Celebrated photographer Kevin Davies talks to PORT about shooting Martin Sheen and Emilio Estevez, how parenthood changed his creative approach, and making his subjects feel at ease
In an ongoing collaboration with menswear label Drake’s, celebrated photographer Kevin Davies has turned his lens to the brand’s Haberdasher Street studio for a limited set of images, which will be sold in stores and online. Known for his intimate and honest approach to capturing famed artists and their creative environments, Davies talks to PORT about a career spent working with the best and beyond.
You have had privileged access to the lives and spaces of some of the world’s most renowned artists through your career. What expectations do you have when entering on a shoot?
I still find it exciting arriving somewhere new and seeing what the person and location is like. I’ve been doing this for a while now, so my approach is pretty relaxed, and is what I tend to get booked for. Generally, I am sure that I will get ‘the picture’; this isn’t necessarily an image the subject or the client always loves, but something I am happy with.
Where did your fascination with creatives and their spaces start?
When I started, my whole world was a studio, it was where I felt the most comfortable and photographically in control. If I did shoot, say in a hotel room, I would set up a mini studio. A change started when I became a parent and naturally wanted to document my new life, before realising that I no longer owned a 35mm camera!

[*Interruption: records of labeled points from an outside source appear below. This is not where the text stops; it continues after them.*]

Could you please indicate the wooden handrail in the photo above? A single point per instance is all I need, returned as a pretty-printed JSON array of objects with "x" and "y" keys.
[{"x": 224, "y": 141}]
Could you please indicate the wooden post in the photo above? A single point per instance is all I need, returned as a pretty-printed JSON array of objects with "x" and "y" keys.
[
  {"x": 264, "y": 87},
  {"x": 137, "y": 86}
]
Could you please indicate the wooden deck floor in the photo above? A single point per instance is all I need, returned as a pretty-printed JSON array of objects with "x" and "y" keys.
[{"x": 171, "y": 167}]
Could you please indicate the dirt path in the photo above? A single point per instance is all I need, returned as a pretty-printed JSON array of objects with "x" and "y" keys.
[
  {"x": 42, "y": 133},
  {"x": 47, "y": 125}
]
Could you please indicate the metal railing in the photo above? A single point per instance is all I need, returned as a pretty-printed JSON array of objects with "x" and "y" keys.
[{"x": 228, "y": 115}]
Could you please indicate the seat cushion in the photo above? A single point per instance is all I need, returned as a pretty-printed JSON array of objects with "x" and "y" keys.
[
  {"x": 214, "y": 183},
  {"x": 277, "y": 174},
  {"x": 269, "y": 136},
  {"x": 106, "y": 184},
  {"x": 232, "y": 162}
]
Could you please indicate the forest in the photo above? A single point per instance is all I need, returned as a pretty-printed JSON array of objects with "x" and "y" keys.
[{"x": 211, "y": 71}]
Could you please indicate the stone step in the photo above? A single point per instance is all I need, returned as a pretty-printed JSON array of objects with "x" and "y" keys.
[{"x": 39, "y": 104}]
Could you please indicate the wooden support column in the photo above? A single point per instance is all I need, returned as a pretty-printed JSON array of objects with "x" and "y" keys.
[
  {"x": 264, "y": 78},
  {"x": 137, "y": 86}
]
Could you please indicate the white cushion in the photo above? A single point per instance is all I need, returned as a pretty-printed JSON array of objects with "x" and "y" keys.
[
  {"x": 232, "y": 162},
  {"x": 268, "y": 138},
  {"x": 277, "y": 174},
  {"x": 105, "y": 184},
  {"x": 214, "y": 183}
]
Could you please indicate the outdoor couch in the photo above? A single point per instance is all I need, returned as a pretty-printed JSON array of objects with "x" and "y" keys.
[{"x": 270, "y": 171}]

Around this time i-D magazine asked me to photograph the painter Jenny Saville. When I arrived at her studio she was frantically working on a collection of paintings for an exhibition, and it was clear she wasn’t going to sit still for a portrait. I spent hours quietly taking pictures while she concentrated on painting. When I eventually announced I was finished she casually remarked ‘I didn’t realise you were still here’. I guess this was the ‘light bulb moment’.
What have you found to be most intriguing about documenting Drake’s Haberdasher Street factory?
At Drake’s I wanted to find the small things, the little details that showed artistry or said something about the people working there. I hoped I could show and portray them in a different light – less obviously and slightly abstractly. I am fascinated by craftsmanship, tools and the environments in which people create.
How do you go about building rapport with your subjects? What are the challenges?
Most people are uncomfortable in front of a camera; I tend to show the subject some of my photographs so that they know what to expect, and it puts them at ease. I remember when I shot Martin Sheen and his son, Emilio Estevez, I showed them personal pictures of my mum and family. I thought they might relate to them more than pictures of other famous people, and we ended up talking about my mum for some time. I’m not dictatorial, so I make suggestions and ask if sitters have any thoughts. Using available light helps too, as I can work quickly and change direction easily.
Were there any personal themes you encountered at your time at Drake’s that you felt compelled to respond to?
In many respects, Drake’s’, Philip Treacy and Frank Auerbach are all about very similar themes. Working photographically with these people and places is always different, but they always have a focus on attention to detail and working by hand to create unique pieces. As a portrait photographer I have been asked to photograph many creative people and I believe that I’ve been fortunate in my career.
Your image of Frank Auerbach was recently inducted into the National Portrait Gallery’s permanent collection. What memories are conjured in your mind when you see it?
The smell of paint… The uneven surface of the paint covered floor… How much my stomach ached from laughing so much.
You also work with moving image. How did your work with the medium begin?
I have been documenting Philip Treacy for over 20 years and, as I was finishing my book on him, he began preparing for his first show in 10 years. I wanted to continue working with him but felt that I needed to see him in a different way, so I filmed him working and asked a talented friend to edit it. Philip loved it and suggested I film anything and everything immediately. As film is continuous, I felt like I wasn’t missing anything. The way Philip works is perfect for film, I’m not sure why I didn’t think of it before!
What does the next year hold for you?
Early this year I photographed over 25 fashion designers as part of a book due out in Spring 2017. I’m also working on a short documentary film about Philip Treacy and will be continuing my collaboration with Drake’s.